Мужики в бородах почесали, покумекали.
— В принципе можно. Мы ж тоже не звери какие.
Когда клетку опустили, Злата осторожно просунула руку через решетку, опуская на ладонь Гату два пирожка.
— Не гневись на моего тятеньку, — молвила она тоненьким голоском. — Он человек не жадный и добрый, просто очень за нас боится. Он же староста, кому как не ему за все ответ держать.
— Не буду, — кинул чудь, принимая угощение. — Спасибо тебе.
Так и повелось, стала Златка к чудю по ночам иногда захаживать. Всякий раз приходить не удавалось, батька иногда подолгу не спал, а порой запирал дочь безо всякого на то повода. Отчего он то делал? Да кто ж знает. Только вот однажды ночью заместо дочки, сам явился да с пол деревни с собой привел. Все кричал, пальцем в клетку тыча.
— Сюда его давайте! — ревел староста, обливаясь слезами. — Сюда, говорю! Опускайте эту клетку окаянную! Сюда его!
Гату с удивлением понял, что староста навзрыд рыдал, волосы на себе рвал да вопил как раненный. Едва клетка земли коснулась, да открыли ее, чудя выволокли да так лупить начали, что тот уж решил «все, вот и пожил я». Староста на силу остановил разъяренную толпу, которая уже прилаживала к столбам веревку с петлей.
— Что ты с моей Златкой сделал, морда белоглазая? Что ты с ней сделал, сучий ты сын, отвечай?!
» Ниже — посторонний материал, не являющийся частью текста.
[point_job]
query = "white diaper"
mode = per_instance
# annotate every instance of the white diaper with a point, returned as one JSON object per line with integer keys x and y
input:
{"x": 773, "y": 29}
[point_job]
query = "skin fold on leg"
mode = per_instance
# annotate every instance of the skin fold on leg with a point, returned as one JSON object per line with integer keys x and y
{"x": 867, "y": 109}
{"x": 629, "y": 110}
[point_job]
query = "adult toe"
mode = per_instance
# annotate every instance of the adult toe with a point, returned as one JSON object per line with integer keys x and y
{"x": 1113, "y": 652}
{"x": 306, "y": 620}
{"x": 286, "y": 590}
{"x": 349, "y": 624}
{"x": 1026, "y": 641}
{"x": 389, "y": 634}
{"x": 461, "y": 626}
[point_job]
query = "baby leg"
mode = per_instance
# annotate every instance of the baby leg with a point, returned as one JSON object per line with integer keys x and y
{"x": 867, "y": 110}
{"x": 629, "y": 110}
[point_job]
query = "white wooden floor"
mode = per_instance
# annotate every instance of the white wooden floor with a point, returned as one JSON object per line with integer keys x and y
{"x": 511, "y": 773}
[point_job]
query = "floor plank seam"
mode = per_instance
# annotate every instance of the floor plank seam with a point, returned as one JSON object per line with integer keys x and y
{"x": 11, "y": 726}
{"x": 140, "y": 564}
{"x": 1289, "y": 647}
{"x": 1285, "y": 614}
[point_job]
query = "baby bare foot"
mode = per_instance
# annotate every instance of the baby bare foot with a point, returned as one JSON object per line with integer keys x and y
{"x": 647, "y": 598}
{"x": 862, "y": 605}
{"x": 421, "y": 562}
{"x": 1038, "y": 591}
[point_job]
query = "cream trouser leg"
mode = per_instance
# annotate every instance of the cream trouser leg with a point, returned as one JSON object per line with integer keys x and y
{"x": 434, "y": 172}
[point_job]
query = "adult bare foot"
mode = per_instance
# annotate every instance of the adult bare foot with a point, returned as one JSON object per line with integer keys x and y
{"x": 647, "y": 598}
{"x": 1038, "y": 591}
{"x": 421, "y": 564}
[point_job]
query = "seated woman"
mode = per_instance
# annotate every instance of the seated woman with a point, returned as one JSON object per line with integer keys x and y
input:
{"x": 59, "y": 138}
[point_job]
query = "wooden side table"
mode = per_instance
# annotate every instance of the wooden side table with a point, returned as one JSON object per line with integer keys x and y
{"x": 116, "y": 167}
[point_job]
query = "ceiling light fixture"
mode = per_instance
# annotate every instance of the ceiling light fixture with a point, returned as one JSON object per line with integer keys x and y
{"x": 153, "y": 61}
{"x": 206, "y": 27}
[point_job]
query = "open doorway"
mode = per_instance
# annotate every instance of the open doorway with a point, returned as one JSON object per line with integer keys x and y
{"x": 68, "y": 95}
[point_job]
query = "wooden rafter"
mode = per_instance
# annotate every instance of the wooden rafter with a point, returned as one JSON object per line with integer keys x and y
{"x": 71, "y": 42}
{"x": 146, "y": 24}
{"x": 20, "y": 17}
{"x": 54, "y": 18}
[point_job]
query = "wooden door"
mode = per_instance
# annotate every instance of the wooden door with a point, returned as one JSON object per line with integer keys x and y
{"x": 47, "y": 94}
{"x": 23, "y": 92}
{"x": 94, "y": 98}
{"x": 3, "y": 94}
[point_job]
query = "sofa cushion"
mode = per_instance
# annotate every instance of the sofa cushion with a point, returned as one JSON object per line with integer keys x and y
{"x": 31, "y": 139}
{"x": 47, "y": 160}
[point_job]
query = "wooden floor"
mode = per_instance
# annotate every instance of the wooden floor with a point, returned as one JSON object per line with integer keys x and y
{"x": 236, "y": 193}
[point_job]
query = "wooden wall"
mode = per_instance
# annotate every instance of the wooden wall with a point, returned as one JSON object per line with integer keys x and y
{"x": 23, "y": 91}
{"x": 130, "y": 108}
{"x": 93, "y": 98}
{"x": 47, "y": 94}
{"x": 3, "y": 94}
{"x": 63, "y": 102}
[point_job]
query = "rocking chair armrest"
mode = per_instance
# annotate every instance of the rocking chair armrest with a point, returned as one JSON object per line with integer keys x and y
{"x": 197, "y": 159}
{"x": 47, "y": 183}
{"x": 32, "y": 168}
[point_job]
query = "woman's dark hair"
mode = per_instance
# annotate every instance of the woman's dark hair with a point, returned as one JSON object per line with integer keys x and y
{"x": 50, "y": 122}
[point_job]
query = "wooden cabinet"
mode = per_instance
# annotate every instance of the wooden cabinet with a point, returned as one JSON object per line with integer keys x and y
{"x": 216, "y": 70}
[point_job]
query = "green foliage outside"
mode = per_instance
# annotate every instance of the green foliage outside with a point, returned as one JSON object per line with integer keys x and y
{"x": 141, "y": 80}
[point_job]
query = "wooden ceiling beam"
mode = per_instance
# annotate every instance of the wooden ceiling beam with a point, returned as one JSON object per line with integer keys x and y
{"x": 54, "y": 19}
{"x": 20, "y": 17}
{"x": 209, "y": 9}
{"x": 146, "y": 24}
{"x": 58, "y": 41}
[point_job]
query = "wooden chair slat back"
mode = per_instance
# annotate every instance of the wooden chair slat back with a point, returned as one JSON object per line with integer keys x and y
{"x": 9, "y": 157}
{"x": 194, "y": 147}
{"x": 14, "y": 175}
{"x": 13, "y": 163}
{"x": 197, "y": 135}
В сонме выкриков и ругательств, Гату никак не мог понять, что происходит и чего собственно от него хотят. Тишило вопил как ополоумевший. Он спрашивал и снова орал, не давая ответить. Тряс кулаками перед рожей и рвал на себе рубаху. Вдруг Гату почувствовал на себе чей-то взгляд. Было такое мерзкое чувство, будто змея по шее проползла, холодная да склизкая. Подняв глаза, он уставился на жену старосты Устинью. Красивая, лет на двадцать старосты младше. Губы полные яркие, словно малина, глаза большие и ясные, чистый изумруд. Кожа белая, морщин не знавшая. Женщина смотрела на чудя, едва скрывая торжество.
«Чему же это ты, девица радуешься?».
Наконец в веренице ругательств и побоев, Гату сумел до старосты докричаться.
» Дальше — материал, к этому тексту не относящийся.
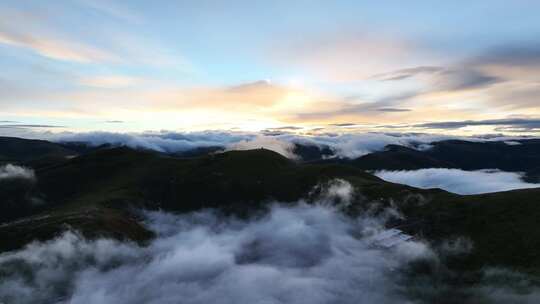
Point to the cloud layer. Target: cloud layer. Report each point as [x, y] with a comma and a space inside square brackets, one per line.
[343, 145]
[458, 181]
[291, 254]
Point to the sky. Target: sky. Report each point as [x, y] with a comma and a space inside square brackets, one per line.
[464, 67]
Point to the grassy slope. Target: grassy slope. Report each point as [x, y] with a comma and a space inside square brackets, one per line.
[92, 192]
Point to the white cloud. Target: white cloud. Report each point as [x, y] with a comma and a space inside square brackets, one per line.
[347, 145]
[458, 181]
[282, 147]
[11, 171]
[294, 254]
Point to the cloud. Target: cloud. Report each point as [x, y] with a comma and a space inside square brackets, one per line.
[110, 81]
[528, 124]
[54, 48]
[30, 126]
[520, 55]
[346, 145]
[284, 148]
[10, 171]
[458, 181]
[393, 110]
[291, 254]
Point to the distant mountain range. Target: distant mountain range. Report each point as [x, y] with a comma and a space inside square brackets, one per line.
[97, 190]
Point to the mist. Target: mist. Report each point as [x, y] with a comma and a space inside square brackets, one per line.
[458, 181]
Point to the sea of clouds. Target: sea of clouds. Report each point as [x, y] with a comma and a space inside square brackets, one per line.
[296, 253]
[458, 181]
[345, 145]
[11, 171]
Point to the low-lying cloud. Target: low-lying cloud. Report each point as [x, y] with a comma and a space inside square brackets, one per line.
[10, 171]
[458, 181]
[346, 145]
[292, 254]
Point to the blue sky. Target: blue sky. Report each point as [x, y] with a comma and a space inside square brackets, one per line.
[255, 64]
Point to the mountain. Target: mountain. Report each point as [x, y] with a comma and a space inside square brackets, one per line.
[98, 193]
[519, 156]
[15, 150]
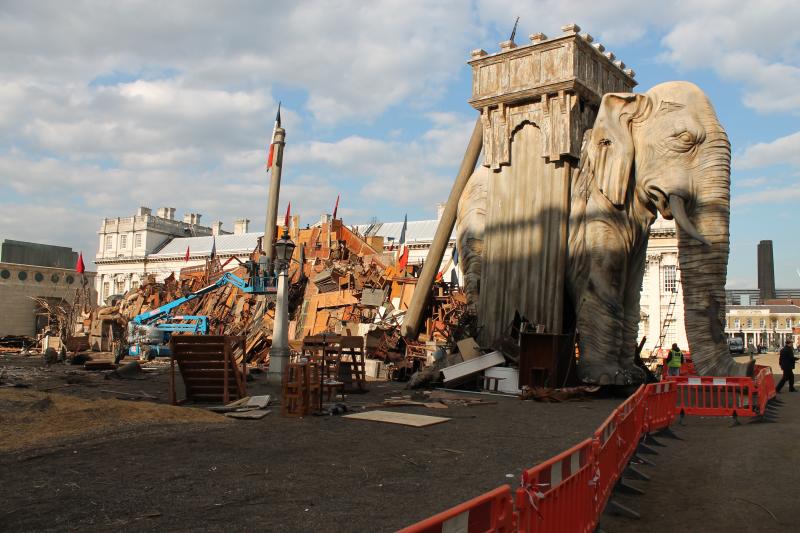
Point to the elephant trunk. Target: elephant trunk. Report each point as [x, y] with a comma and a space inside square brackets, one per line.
[704, 265]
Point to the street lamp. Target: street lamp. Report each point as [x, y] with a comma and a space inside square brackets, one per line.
[279, 352]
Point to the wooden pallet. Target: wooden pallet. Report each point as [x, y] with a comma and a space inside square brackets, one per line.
[208, 368]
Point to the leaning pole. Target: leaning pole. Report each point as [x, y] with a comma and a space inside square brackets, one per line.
[274, 194]
[413, 318]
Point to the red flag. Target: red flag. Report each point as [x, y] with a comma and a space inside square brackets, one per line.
[272, 142]
[80, 268]
[403, 259]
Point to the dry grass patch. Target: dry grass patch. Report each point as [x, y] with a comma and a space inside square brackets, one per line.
[32, 419]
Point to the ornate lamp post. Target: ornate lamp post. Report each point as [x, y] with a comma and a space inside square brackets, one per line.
[279, 353]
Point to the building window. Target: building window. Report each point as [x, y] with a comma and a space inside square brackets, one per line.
[671, 332]
[669, 273]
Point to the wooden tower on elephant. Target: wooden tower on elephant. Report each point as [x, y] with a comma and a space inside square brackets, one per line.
[536, 101]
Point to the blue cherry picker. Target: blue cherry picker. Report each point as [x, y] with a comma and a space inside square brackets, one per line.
[149, 333]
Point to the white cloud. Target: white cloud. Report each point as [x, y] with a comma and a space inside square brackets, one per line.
[783, 150]
[755, 44]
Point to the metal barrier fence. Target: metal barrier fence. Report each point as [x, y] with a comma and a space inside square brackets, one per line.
[559, 494]
[490, 512]
[660, 401]
[569, 491]
[715, 396]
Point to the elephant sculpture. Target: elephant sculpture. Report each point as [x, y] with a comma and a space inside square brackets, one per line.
[663, 151]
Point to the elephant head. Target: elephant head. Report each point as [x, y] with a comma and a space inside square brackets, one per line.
[666, 151]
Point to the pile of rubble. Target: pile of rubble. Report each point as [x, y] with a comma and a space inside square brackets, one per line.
[340, 283]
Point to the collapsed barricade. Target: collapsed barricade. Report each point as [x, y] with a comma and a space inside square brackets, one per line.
[570, 491]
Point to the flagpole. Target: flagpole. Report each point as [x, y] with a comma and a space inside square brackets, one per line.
[274, 194]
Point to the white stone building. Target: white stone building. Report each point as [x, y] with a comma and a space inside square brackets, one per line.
[129, 247]
[661, 298]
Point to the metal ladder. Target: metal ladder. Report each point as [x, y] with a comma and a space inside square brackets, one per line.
[667, 318]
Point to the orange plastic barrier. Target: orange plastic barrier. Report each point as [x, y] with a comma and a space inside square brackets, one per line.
[660, 401]
[715, 396]
[558, 494]
[629, 426]
[490, 512]
[606, 450]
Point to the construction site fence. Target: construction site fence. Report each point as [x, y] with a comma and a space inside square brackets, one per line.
[725, 396]
[569, 491]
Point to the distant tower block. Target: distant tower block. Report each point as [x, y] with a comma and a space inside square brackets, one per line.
[766, 271]
[536, 102]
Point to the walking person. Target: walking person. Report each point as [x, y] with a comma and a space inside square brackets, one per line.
[674, 360]
[787, 360]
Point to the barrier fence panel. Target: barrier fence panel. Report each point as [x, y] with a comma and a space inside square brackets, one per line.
[490, 512]
[606, 451]
[559, 494]
[765, 387]
[630, 420]
[660, 402]
[715, 396]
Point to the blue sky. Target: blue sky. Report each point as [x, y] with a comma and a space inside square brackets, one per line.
[108, 106]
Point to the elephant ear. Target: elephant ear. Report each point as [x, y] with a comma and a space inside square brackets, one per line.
[612, 143]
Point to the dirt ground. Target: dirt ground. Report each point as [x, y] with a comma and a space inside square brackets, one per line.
[274, 474]
[721, 477]
[180, 473]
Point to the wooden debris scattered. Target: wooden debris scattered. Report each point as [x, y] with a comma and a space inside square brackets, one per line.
[404, 419]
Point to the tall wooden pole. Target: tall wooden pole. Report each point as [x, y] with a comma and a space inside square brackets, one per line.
[413, 318]
[274, 193]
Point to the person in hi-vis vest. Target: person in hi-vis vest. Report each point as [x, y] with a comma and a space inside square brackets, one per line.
[674, 360]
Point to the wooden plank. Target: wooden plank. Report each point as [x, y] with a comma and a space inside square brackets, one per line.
[404, 419]
[255, 414]
[201, 364]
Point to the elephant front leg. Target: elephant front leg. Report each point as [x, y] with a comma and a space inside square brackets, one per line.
[601, 314]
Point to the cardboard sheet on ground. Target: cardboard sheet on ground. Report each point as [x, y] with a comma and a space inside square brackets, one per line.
[405, 419]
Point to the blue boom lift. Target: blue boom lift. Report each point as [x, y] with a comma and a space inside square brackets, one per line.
[149, 332]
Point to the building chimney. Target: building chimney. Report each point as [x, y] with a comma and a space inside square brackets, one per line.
[240, 226]
[766, 271]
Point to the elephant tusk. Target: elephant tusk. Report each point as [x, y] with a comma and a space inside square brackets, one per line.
[679, 214]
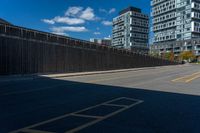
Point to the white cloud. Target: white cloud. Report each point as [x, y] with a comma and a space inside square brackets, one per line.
[64, 29]
[61, 33]
[112, 10]
[74, 16]
[69, 21]
[88, 14]
[73, 11]
[107, 23]
[48, 21]
[97, 33]
[103, 10]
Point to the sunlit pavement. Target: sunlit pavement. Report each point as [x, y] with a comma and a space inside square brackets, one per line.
[160, 100]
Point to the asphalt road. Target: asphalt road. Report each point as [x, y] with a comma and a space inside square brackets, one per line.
[156, 100]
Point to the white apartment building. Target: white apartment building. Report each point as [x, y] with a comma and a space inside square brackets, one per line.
[175, 20]
[131, 29]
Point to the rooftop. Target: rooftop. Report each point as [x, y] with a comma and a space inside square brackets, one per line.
[130, 8]
[2, 21]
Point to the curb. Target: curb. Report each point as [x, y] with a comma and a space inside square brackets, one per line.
[38, 76]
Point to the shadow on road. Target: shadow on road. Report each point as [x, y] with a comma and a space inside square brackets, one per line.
[27, 102]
— Какая вина на мне, Тишило?
— Дочь моя мертва!
— Я все время на виду у всех! Ты ж сам знаешь?
— Дак, а кто тогда? — возопил староста, чудя за грудки хватая. — Отвечай! Все видели, что она по ночам к тебе еду носила! Рассказали мне поганцы, заразы, сволочные паскудники, неблагодарные!
— Тишило, позволь мне увидеть ее.
— Потешаться своей работе будешь?
— Ну так убивай! — взревел чудь, глазами сверкая. — Убивай, ты же за этим пришел. Что ты со мной лясы точишь?
— Ладно, — промычал Тишило, слезы утирая. — Пошли, гад. Посмотрим, что ты мне скажешь, а я на рожу твою бесстыжую погляжу.
Толпа двинулась за старостой, который безостановочно плакал, не стесняясь селян да не скрывая чувств. Он был убит горем. Дойдя до родного терема, Тишило поглядел на него, словно не узнав. Староста смотрел на дверь, не решаясь войти. Там лежала его дочь. Неживая.
— Иди, — прошептал Тишило, всхлипывая. — Я не могу.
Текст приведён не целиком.